The County Commissioners found that this constitutes tacit approval of the amendment on the
part of DC TED. (FF)
County planners analyzed this proposal pursuant to the State EPA (RCW 43.21C.010 et
seq.) and arrived at a determination of non-significance. (FF)
The County's Planning Commission took public testimony on this amendment at a public
hearing on November 17, 1999. (FF)
The County's Planning Commission held deliberations regarding amendment CPA 99-14
on January 12,2000 and finalized its recommendation to the Board on January 19, 2000. (FF)

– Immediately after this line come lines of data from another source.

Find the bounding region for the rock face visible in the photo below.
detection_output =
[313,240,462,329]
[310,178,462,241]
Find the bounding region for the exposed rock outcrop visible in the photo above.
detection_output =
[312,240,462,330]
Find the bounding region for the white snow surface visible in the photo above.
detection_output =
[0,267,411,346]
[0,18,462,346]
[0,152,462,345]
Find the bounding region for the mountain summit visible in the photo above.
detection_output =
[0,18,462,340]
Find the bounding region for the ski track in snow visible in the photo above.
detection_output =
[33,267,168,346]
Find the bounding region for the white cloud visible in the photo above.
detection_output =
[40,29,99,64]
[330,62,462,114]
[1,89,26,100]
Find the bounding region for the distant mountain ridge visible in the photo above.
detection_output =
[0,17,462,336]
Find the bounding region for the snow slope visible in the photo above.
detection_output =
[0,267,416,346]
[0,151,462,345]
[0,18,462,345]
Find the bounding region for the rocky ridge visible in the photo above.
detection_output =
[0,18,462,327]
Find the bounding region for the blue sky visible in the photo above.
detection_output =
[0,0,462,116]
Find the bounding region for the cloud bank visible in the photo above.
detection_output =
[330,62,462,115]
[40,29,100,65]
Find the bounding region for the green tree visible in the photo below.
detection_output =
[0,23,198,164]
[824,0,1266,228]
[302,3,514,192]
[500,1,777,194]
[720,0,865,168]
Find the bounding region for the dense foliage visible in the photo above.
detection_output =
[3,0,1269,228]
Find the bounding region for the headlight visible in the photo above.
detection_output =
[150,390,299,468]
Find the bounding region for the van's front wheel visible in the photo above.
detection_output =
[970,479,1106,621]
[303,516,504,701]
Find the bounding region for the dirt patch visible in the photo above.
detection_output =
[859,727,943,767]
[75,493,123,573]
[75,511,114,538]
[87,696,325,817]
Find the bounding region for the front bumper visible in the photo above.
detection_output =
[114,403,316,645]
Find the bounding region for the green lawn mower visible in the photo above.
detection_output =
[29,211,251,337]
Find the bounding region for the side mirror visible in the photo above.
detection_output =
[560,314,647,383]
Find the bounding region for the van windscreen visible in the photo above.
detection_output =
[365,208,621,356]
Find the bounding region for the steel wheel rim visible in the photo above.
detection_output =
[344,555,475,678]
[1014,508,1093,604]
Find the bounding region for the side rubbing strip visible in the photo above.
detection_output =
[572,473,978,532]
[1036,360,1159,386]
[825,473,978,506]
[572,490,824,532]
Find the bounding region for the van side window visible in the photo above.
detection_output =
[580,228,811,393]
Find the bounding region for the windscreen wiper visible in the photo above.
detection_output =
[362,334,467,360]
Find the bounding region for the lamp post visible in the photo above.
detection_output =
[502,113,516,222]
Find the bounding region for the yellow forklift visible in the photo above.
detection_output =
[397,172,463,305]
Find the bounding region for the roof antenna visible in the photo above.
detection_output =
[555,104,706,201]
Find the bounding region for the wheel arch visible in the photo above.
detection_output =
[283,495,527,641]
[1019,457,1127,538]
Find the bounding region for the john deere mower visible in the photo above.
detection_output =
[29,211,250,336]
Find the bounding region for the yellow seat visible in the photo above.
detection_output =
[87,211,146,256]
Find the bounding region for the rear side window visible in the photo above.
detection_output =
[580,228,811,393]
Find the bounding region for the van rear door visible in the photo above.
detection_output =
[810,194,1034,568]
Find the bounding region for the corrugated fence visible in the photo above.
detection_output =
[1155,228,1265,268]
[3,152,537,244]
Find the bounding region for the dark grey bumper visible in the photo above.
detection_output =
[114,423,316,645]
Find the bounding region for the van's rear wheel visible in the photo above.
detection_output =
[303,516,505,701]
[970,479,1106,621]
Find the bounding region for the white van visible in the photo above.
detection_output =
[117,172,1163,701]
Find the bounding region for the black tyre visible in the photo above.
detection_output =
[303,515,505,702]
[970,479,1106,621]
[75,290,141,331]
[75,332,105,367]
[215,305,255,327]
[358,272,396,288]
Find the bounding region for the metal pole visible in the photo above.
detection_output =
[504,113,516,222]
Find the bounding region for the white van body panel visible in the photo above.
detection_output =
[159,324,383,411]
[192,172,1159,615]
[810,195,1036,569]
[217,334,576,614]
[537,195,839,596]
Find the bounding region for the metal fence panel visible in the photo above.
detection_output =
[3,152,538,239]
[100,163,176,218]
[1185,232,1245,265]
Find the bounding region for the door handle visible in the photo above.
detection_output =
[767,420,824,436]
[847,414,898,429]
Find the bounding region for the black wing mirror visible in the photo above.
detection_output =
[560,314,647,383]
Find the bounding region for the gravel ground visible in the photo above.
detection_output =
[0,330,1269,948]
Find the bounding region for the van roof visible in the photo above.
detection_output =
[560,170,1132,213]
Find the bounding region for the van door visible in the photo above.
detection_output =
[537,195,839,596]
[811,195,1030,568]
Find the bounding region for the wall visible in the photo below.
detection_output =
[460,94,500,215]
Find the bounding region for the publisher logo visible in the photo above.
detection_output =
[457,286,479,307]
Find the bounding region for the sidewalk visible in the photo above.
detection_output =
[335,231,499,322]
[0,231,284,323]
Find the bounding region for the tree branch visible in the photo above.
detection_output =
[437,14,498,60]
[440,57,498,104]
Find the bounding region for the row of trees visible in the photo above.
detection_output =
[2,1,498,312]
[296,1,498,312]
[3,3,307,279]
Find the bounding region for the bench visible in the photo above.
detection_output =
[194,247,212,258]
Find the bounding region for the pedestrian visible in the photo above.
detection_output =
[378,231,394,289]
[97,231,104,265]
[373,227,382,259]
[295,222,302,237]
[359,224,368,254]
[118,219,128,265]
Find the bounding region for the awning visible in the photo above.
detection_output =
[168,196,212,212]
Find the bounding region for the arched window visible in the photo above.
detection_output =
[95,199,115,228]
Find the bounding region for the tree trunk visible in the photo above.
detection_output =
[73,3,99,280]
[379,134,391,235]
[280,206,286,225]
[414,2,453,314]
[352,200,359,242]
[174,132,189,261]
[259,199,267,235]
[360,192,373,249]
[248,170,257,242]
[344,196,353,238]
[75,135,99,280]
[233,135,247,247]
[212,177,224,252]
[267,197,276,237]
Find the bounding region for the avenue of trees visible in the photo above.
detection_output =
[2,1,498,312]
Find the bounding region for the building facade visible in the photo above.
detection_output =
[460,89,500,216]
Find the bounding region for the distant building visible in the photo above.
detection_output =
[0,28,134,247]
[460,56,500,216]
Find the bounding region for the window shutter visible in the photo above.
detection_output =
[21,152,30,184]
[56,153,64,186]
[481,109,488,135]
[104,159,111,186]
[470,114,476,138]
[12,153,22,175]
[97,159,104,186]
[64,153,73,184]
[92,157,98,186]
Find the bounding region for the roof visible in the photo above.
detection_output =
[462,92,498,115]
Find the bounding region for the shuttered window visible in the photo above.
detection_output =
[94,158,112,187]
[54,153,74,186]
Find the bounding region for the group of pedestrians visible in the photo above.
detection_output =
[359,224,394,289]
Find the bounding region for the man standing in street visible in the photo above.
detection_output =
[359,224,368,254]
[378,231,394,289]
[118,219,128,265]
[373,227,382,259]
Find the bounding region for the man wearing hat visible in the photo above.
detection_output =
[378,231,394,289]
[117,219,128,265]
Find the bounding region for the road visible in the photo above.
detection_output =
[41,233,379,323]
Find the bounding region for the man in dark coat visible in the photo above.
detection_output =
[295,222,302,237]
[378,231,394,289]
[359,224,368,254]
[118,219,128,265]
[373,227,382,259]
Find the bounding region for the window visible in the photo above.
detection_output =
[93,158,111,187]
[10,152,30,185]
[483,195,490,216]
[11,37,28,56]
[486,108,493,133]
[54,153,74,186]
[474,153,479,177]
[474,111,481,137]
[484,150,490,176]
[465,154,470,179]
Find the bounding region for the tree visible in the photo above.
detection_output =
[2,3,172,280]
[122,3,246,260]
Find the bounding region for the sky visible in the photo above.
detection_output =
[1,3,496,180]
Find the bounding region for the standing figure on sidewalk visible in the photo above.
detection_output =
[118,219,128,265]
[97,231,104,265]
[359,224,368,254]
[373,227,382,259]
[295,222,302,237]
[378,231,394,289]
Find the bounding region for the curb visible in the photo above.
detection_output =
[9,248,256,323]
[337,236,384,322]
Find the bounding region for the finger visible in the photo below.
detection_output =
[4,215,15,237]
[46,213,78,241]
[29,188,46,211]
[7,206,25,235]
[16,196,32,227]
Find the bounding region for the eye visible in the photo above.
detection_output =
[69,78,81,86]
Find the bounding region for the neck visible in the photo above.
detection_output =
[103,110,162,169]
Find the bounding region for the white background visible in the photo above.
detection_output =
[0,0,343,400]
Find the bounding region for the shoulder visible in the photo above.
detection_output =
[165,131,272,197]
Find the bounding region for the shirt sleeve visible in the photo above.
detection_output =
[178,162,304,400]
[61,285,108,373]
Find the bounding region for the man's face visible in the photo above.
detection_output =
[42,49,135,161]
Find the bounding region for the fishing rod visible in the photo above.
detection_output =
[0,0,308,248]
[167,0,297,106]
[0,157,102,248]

The Jefferson County Planning Commission concluded that redesignating the real
property that is the subject of this amendment from MPR-MF (Master Planned Resort-Multi
Family) to MPR-SF (Master Planned Resort- Single Family) more accurately reflects the
improvements in existence at present at the site. (FF)
The Jefferson County Planning Commission voted unanimously to recommend the
approval ofthis proposed Comprehensive Plan amendment. (FF)
The Board of County Commissioners took public testimony at a public hearing on
February 9,2000. (FF)
There was neither written nor oral testimony on this amendment at the public hearing and
up to the submission deadline of5 PM on February 11,2000 for written materials. (FF)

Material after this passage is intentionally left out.